If cricket and American football become played in 75 countries on four continents, then they too become eligible for Olympic status. What’s the problem?
Why should I have to back up your assertions? Isn’t that your job? There are leagues in China, New Zealand, Australia, Japan, the Netherlands, for goodness sake-in the recent Championship Cup Australia beat the USA Elite Team and then Canada to take out the trophy. New Zealand are former world champions. http://www.championscup.org/
…as pointed out above-the US team is not unbeatable. They lost to Australia just a few months ago. So yes, teams have come near to the US’s crushing ability.
…well, you did post your OP at 3 o’clock in the morning NZ time, about 1 in the morning Australian time, and you happened to catch a couple of kiwi’s who had classic cases of insomnia. Your whole arguement against softball being an olympic sport seems to come down to the fact that the US is dominating at the moment and noone else can compete. Am I correct in your opinion?
So feel free to show how softball is a “regional” sport to the utmost degree, that softball isn’t played to the degree that they do in the US, that the US is so “crushing” that noone will come near them, and that softball is primarily a US sport. These are all assertions that you have made, not us, and you have provided us with nothing but your opinion to back it up.
“Any country can assemble a team for international competitions but none of them will come near US teams crushing ability because they don’t have the lifetime of competitive playing behind them.”
I read in some AP newspaper story (sorry, no cite) prior to the start of this year’s Olympics that Australia held a 2-1 edge over the Americans in previous competition. Hardly an indication of the American’s “crushing ability”.
What an amazingly sensible attitude. Sports like soccer and tennis, where winning an Olympic gold is less prestigious than winning the World Cup or Wimbledon/the U.S. Open/French Open/Australian Open, could learn a lesson.

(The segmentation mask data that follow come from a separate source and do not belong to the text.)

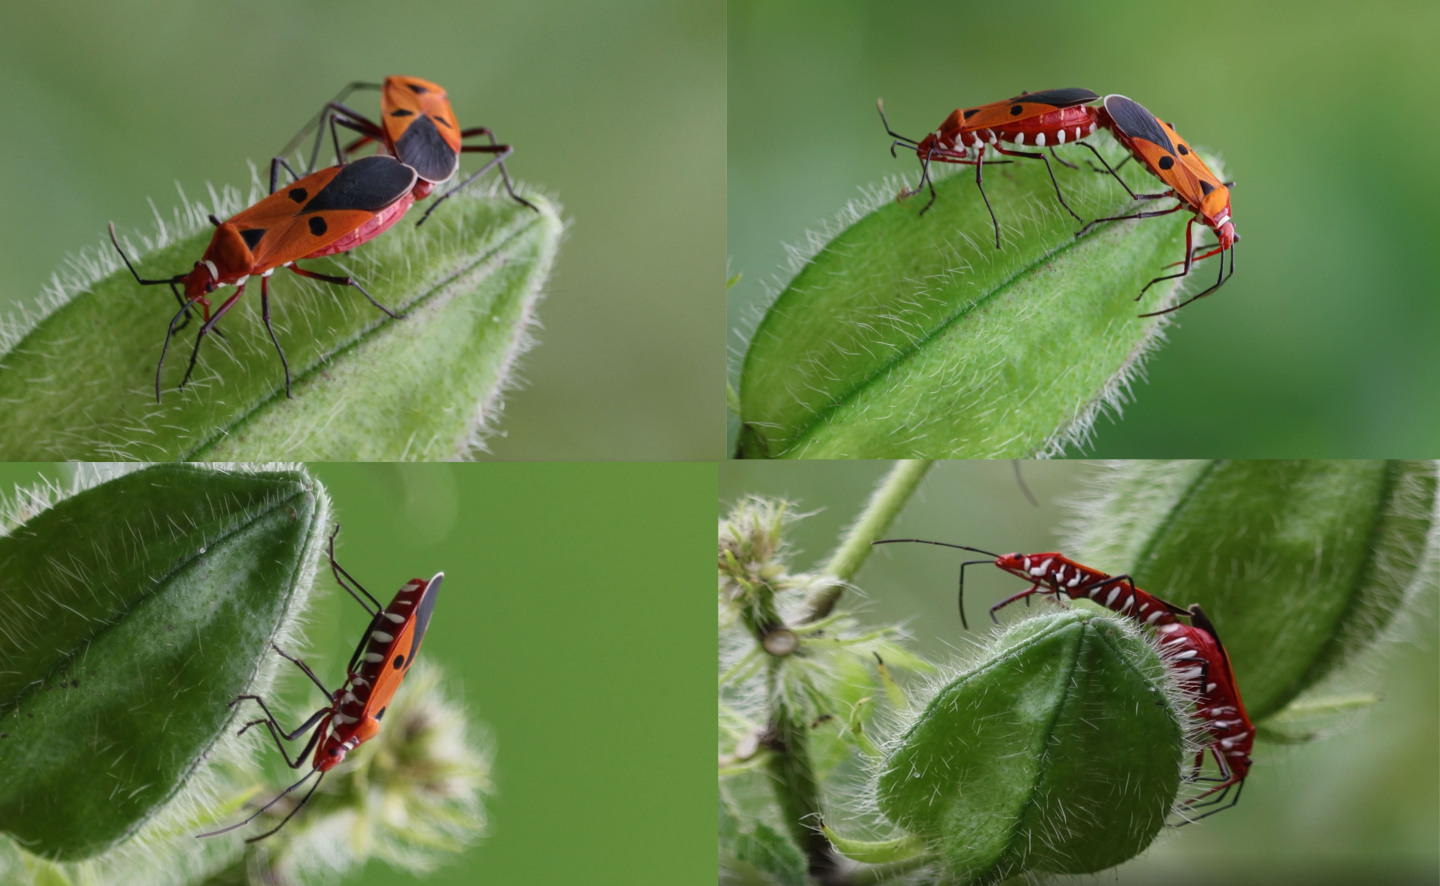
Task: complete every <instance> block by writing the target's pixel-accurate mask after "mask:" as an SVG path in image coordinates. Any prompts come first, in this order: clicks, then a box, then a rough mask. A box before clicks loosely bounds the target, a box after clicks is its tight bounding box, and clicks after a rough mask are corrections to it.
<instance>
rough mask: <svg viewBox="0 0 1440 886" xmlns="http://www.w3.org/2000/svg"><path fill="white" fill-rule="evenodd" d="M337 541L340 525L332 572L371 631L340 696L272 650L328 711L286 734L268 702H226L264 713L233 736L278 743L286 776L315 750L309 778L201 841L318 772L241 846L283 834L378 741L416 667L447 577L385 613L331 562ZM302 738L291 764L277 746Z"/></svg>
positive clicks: (346, 575) (398, 600)
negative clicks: (288, 811) (300, 751)
mask: <svg viewBox="0 0 1440 886" xmlns="http://www.w3.org/2000/svg"><path fill="white" fill-rule="evenodd" d="M338 533H340V526H338V524H337V526H336V532H333V533H331V534H330V570H331V572H333V573H334V576H336V581H337V582H338V583H340V586H341V588H344V589H346V591H348V592H350V596H353V598H354V599H356V602H359V604H360V605H361V607H364V609H366V612H369V614H370V627H369V628H366V632H364V637H361V638H360V645H357V647H356V651H354V654H353V655H350V664H347V666H346V681H344V683H343V684H341V686H340V689H338V690H337V692H334V693H331V692H330V690H327V689H325V684H324V683H321V681H320V677H317V676H315V673H314V671H312V670H310V666H307V664H305V663H304V661H301V660H300V658H295V657H294V655H288V654H285V653H284V651H282V650H281V648H279V647H276V645H274V644H271V645H272V648H274V650H275V651H276V653H278V654H279V655H281V657H282V658H285V660H287V661H291V663H294V664H295V666H298V667H300V670H302V671H305V676H307V677H310V679H311V681H314V684H315V686H318V687H320V692H323V693H325V697H327V699H330V704H327V706H325V707H321V709H320V710H317V712H315V713H312V715H311V716H310V719H308V720H305V722H304V723H301V725H300V726H298V728H297V729H294V730H291V732H285V729H284V728H282V726H281V725H279V722H278V720H276V719H275V715H274V713H271V709H269V706H268V704H265V699H262V697H259V696H251V694H243V696H238V697H236V699H235V700H233V702H230V704H232V706H235V704H239V703H240V702H242V700H245V699H249V700H252V702H255V703H258V704H259V706H261V710H264V712H265V716H264V717H261V719H256V720H251V722H249V723H246V725H245V726H243V728H242V729H240V732H239V733H238V735H245V730H248V729H249V728H251V726H259V725H264V726H265V728H266V729H269V732H271V738H274V739H275V746H276V748H279V752H281V753H282V755H284V756H285V762H287V764H289V768H291V769H298V768H301V766H302V765H305V758H307V756H310V752H311V749H314V752H315V756H314V759H312V762H311V765H310V772H307V774H305V777H304V778H301V779H300V781H297V782H295V784H292V785H289V787H288V788H285V789H284V791H281V792H279V795H276V797H275V798H274V800H271V801H269V802H266V804H265V805H264V807H261V808H259V810H256V811H255V813H253V814H252V815H251V817H249V818H246V820H245V821H239V823H236V824H232V825H229V827H223V828H220V830H217V831H210V833H207V834H199V836H200V837H215V836H217V834H223V833H228V831H233V830H235V828H239V827H243V825H246V824H249V823H251V821H253V820H255V818H256V817H259V815H261V814H262V813H265V811H266V810H268V808H271V807H272V805H275V804H276V802H279V801H281V800H282V798H284V797H285V795H288V794H289V792H291V791H294V789H295V788H298V787H300V785H302V784H305V782H307V781H308V779H310V777H311V775H315V774H317V772H318V774H320V777H318V778H315V782H314V784H312V785H310V791H307V792H305V797H304V800H301V801H300V804H298V805H297V807H295V808H294V810H291V811H289V814H288V815H285V818H284V820H282V821H281V823H279V824H276V825H275V827H274V828H271V830H268V831H265V833H264V834H259V836H258V837H251V838H249V840H246V843H255V841H256V840H264V838H265V837H269V836H271V834H274V833H275V831H278V830H279V828H282V827H284V825H285V823H287V821H289V820H291V817H294V815H295V813H298V811H300V810H301V807H304V805H305V802H307V801H310V797H311V795H312V794H314V792H315V788H318V787H320V782H321V779H324V777H325V772H328V771H331V769H334V768H336V766H337V765H340V762H341V761H344V758H346V753H348V752H351V751H354V749H356V748H359V746H360V745H363V743H364V742H367V740H370V739H373V738H374V736H376V735H379V733H380V720H382V719H383V717H384V712H386V710H387V709H389V706H390V700H392V699H393V697H395V692H396V690H397V689H400V681H402V680H405V674H406V673H408V671H409V670H410V666H412V664H413V663H415V655H416V653H419V651H420V641H422V640H425V630H426V628H428V627H429V624H431V615H432V614H433V611H435V601H436V598H438V596H439V589H441V582H442V581H444V579H445V573H444V572H436V573H435V578H432V579H431V581H425V579H422V578H412V579H410V581H409V582H406V583H405V586H403V588H400V592H399V594H396V595H395V599H393V601H390V605H389V607H383V608H382V607H380V601H377V599H376V598H374V596H373V595H372V594H370V592H369V591H366V589H364V588H363V586H361V585H360V582H357V581H356V579H354V576H351V575H350V573H348V572H346V570H344V568H343V566H341V565H340V563H337V562H336V534H338ZM347 579H348V581H347ZM351 585H353V586H351ZM361 595H363V599H361ZM307 732H310V733H311V736H310V740H308V742H307V743H305V748H304V749H302V751H301V752H300V753H298V755H295V759H291V756H289V752H288V751H285V745H284V743H282V742H281V739H282V738H284V739H285V740H287V742H292V740H295V739H297V738H300V736H301V735H304V733H307Z"/></svg>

American football isn’t, but cricket is. There are 24 countries (counting all of West Indies’ constituent nations) on five continents which are “full members” of the International Cricket Council, and 26 “associate member” nations (not counting Scotland). 52 other nations have “affiliate member” status, which means that at the very least there is a national association, club competitions are played annually, and the national sides can compete in regional tournaments. A quick glance through the affiliate member roster suggests that at least half of the 52 would qualify as “cricket-playing nations” under IOC rules, which would put the total over 75.
But, as I say, cricket is not an Olympic sport for other, good, reasons. The ICC will not apply for Olympic status for the foreseeable future.